2)      A resposta difere consoante a instalação de cogeração [transforme], principalmente, madeira ou [resíduos] de madeira?»

IV — Análise

A —    Observações preliminares

27.      A Cour constitutionnelle pede ao Tribunal de Justiça que interprete o artigo 7.° da Diretiva 2004/8 conjugado, eventualmente, com os artigos 2.° e 4.° da Diretiva 2001/77 e com o artigo 22.° da Diretiva 2009/28. Ora, esta última diretiva entrou em vigor em 25 de junho de 2009, ou seja, após a data da decisão do Governo da Valónia que declarou que a IBV não preenchia os requisitos para beneficiar do mecanismo de apoio previsto no artigo 38.°, n.° 3, do Decreto de 2001. Por conseguinte, não deve ser tida em conta no âmbito do exame das questões submetidas ao Tribunal de Justiça.
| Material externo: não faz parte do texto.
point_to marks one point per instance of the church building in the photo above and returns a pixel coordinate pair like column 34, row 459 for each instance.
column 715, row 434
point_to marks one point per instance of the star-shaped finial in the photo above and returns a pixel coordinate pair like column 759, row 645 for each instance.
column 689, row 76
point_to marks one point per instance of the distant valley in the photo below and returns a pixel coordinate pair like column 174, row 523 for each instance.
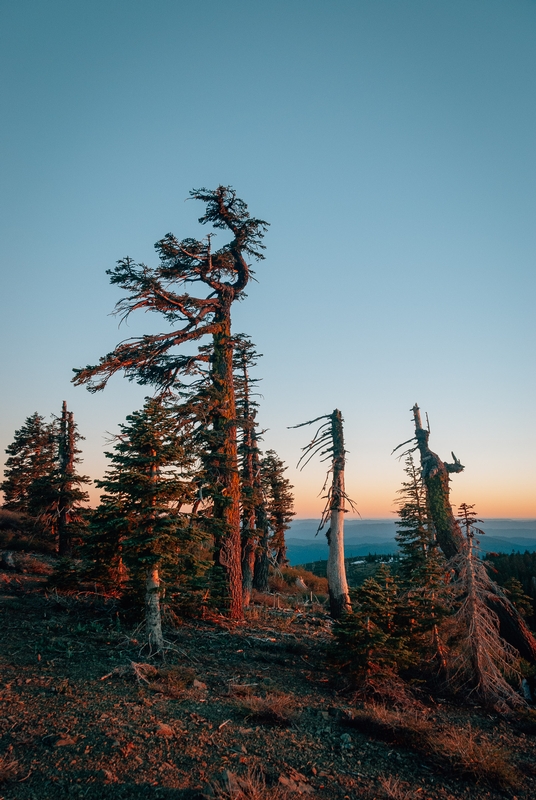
column 378, row 536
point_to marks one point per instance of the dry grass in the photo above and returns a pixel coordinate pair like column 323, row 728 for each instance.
column 251, row 786
column 459, row 750
column 473, row 755
column 269, row 600
column 275, row 708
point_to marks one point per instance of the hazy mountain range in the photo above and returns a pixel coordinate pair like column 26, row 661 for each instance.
column 363, row 536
28.      No que se refere ao tratamento das questões prejudiciais, numa primeira fase, examinarei a primeira questão, alínea a), em seguida, numa segunda fase, na medida em que estão relacionadas, examinarei em conjunto a primeira questão, alínea b), e a segunda questão.
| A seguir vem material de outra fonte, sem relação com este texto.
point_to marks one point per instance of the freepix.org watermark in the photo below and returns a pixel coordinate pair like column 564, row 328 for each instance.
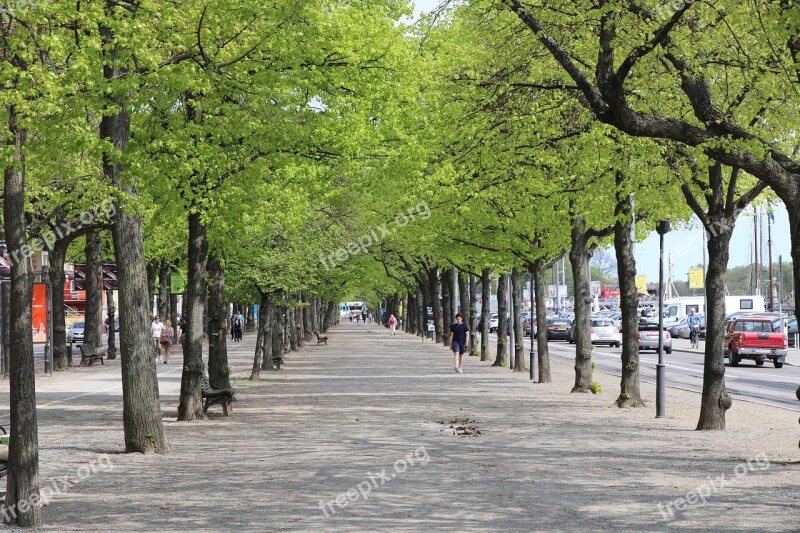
column 102, row 211
column 363, row 489
column 712, row 487
column 375, row 235
column 57, row 486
B —    Quanto às questões prejudiciais

1.      Quanto à primeira questão, alínea a)

29.      Com a primeira questão, alínea a), o órgão jurisdicional de reenvio pergunta ao Tribunal de Justiça se o artigo 7.° da Diretiva 2004/8, à luz do princípio da igualdade, deve ser interpretado no sentido de que apenas se aplica às instalações de cogeração de elevada eficiência, tal como definida no anexo III desta diretiva (13).

30.      Como sustentam a IBV e a Comissão, considero que o artigo 7.° da Diretiva 2004/8 se aplica a todas as instalações de cogeração e não apenas às instalações de cogeração de elevada eficiência, tal como definida no anexo III desta diretiva.

31.      O legislador da União teve o cuidado de, no artigo 3.° da referida diretiva, definir de maneira distinta a «cogeração» e a «cogeração de elevada eficiência». Assim, pôde empregar qualquer um desses termos com utilidades ou finalidades bem precisas.

32.      A redação do artigo 7.° da Diretiva 2004/8, relativa aos regimes de apoio que os Estados‑Membros implementam, não especifica que esses regimes devem ser unicamente previstos para as instalações de cogeração de elevada eficiência.

33.      Com efeito, o artigo 7.°, n.° 1, desta diretiva dispõe que os Estados‑Membros devem assegurar que o apoio à cogeração (14), para as unidades existentes e futuras, se baseie na procura de calor útil (15) e na poupança de energia primária (16). O legislador da União utiliza a expressão «cogeração», não distingue entre as unidades, quer sejam de pequena dimensão ou de micro‑cogeração, e não fornece nenhuma indicação relativamente à quantidade da poupança primária de energia.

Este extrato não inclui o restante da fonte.